Ein einzelner Aktivist hat es geschafft, China und die USA gegeneinander auszuspielen. Was wird mit dem blinden Menschenrechtler Chen? Vieles spricht dafür, dass Peking den unliebsamen Kritiker ins Ausland ziehen lässt. Aber der Machtkampf in der KP macht den Fall unberechenbar.

Der Fall hat alle Zutaten für einen politischen Kriminalroman à la John le Carré: finstere Gesellen und eine blinde Lichtgestalt, eine nächtliche Flucht über die Mauer, selbstlose Helfer, hilflose Diplomaten, Verfolgungsjagden in den Straßen Pekings. Hinzu kommen die Politiker zweier Großmächte: Alle stehen unter innenpolitischem Druck, alle scheinen genervt und ein wenig überfordert.

Leider ist das Ende noch nicht absehbar. Wird der Held davonkommen, oder wird er wieder in der Dunkelheit der chinesischen Provinz verschwinden? Dieser Krimi ist derzeit bittere Wirklichkeit in Chinas Hauptstadt. Der Hauptakteur, der blinde Aktivist Chen Guangchen, der vorige Woche aus dem Hausarrest in seiner ostchinesischen Heimatprovinz Shandong entwichen war und Schutz in der US-Botschaft gesucht hatte, hat es sich überlegt: Entgegen seines ursprünglichen Plans, in China zu bleiben, möchte er nun in die USA ausreisen - am liebsten sofort, im Flugzeug von Außenministerin Hillary Clinton.

Grund seines Sinneswandels: Chens Frau und Freunde haben ihn in den letzten Stunden davon überzeugt, dass er in China keine Zukunft hat. Sein Freund, der Anwalt Teng Biao, formulierte es in einem Telefonat mit ihm gestern präzise: "Wir verstehen, dass Du nicht weg möchtest, dass Du hier bleiben willst, um etwas zu tun. Aber Du musst begreifen, dass Du nichts tun kannst, wenn Du hier bleibst... Dir werden überall Steine im Weg liegen."
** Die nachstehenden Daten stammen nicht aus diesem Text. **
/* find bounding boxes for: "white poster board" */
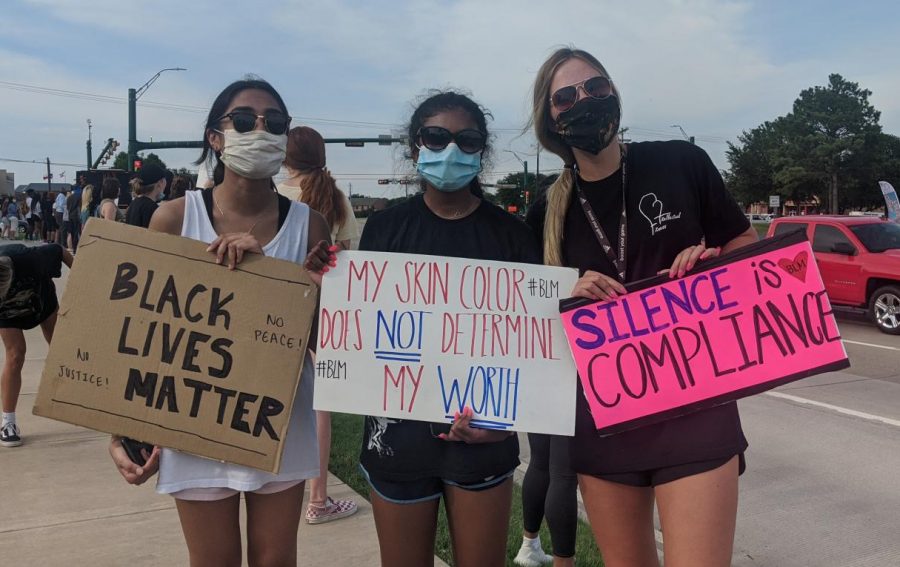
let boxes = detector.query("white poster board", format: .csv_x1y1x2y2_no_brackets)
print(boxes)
314,251,579,435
Chen hatte nach seiner abenteuerlichen Flucht, bei der er, wie er berichtete, immer wieder stürzte, am Mittwoch die US-Botschaft verlassen, um seinen gebrochenen Fuß im Hospital des Pekinger Chaoyang-Bezirks behandeln zu lassen. Die chinesischen Behörden sollen ihm versprochen haben, er bleibe unbehelligt und dürfe sogar an der Universität Jura studieren - der Ausdruck "Barfußanwalt", unter dem Chen in China auch bekannt ist, bezeichnet nämlich juristische Autodidakten, die sich für Menschenrechte engagieren. In den Verhandlungen zwischen Chinesen und Amerikanern soll sogar schon der Studienort festgestanden haben: die Hafenstadt Tianjin.

Plötzlich waren die amerikanischen Begleiter verschwunden

Im Krankenhaus traf Chen Frau und Tochter. Im Laufe des Tages stellte er aber fest, dass US-Diplomaten, die ursprünglich versprochen hatten, ihn ständig zu begleiten, verschwunden waren. In einem Interview mit dem Nachrichtensender CNN äußerte er sich "enttäuscht" über das Verhalten der Amerikaner.

Peking und Washington stecken damit in einer diplomatischen Krise. Dabei ist Chen kein Einzelfall. Dutzende von Kritikern und Bürgerrechtlern werden in China rechtswidrig festgehalten, verschleppt, bedroht, in einigen Fällen gefoltert.

Der Blinde hatte allerdings das Glück, dass amerikanische Juristen auf sein Schicksal aufmerksam wurden. So setzte sich der renommierte Anwalt und China-Spezialist Jerome Cohen in den vergangenen Jahren immer wieder für ihn ein. Zuletzt versuchte der britische Schauspieler Christian Bale, in Chens Dorf Dongshigu zu reisen. Gedungene Schläger fingen ihn ab und bedrohten ihn - wie schon zuvor Journalisten und sogar EU-Diplomaten.

FOTOSTRECKE

Streit der Diplomaten: Der Fall Chen Guangchen
Chen hilft es auch, dass er sich in einer Sache engagierte, die nicht nur die chinesische, sondern auch die amerikanische Öffentlichkeit aufwühlt: Er wehrte sich gegen Zwangsabtreibungen und Zwangssterilisationen in seiner Heimat, mit denen lokale Funktionäre Frauen quälten, die angeblich gegen die staatlich verordnete Ein-Kind-Politik verstießen.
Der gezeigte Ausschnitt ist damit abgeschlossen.